I did get that right that Docker is no longer required on the host when you use an alternative CRI-based runtime?

yes, that should be the case.

fhemberger commented 5 years ago

Looking at /lib/systemd/system/kubelet.service, there are no options passed to the kubelet.

[Unit]
Description=kubelet: The Kubernetes Node Agent
Documentation=https://kubernetes.io/docs/home/

[Service]
ExecStart=/usr/bin/kubelet
Restart=always
StartLimitInterval=0
RestartSec=10

[Install]
WantedBy=multi-user.target

Output of kubelet -v=2 and explicitly passing kubelet --config=/var/lib/kubelet/config.yaml -v=2 is the same (still using the default --container-runtime="docker").

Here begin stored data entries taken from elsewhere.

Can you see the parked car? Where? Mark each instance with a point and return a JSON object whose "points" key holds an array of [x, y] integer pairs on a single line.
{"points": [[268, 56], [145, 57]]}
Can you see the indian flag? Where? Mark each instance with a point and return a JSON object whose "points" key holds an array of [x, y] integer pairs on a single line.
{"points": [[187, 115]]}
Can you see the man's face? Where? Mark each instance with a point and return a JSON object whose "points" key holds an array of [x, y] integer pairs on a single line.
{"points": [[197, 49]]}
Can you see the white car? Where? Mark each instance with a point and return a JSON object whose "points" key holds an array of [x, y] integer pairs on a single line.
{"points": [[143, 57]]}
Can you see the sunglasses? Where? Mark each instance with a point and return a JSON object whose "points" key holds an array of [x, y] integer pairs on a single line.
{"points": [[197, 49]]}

Only passing the values of KUBELET_KUBEADM_ARGSdirectly does the trick (manually copied from /var/lib/kubelet/kubeadm-flags.env):

kubelet -v=2 \
  --container-runtime=remote \
  --container-runtime-endpoint=/var/run/crio/crio.sock \
  --resolv-conf=/run/systemd/resolve/resolv.conf

I get a deprecation warning:

util_unix.go:77] Using "/var/run/crio/crio.sock" as endpoint is deprecated, please consider using full url format "unix:///var/run/crio/crio.sock".

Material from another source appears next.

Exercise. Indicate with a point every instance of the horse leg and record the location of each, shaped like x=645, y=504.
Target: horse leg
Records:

and afterwards, I'm running into https://github.com/kubernetes/kubernetes/issues/56850, which seems to be resolved by https://github.com/kubernetes/kubernetes/issues/56850#issuecomment-406241077, and a whole bunch of other issues, but that's a different matter.

neolit123 commented 5 years ago

Looking at /lib/systemd/system/kubelet.service, there are no options passed to the kubelet.

and that should be the case.

/var/lib/kubelet/kubeadm-flags.env

something is not right here. this is a file that is auto-generated by kubeadm on each init and passed to the kubelet from the unit file.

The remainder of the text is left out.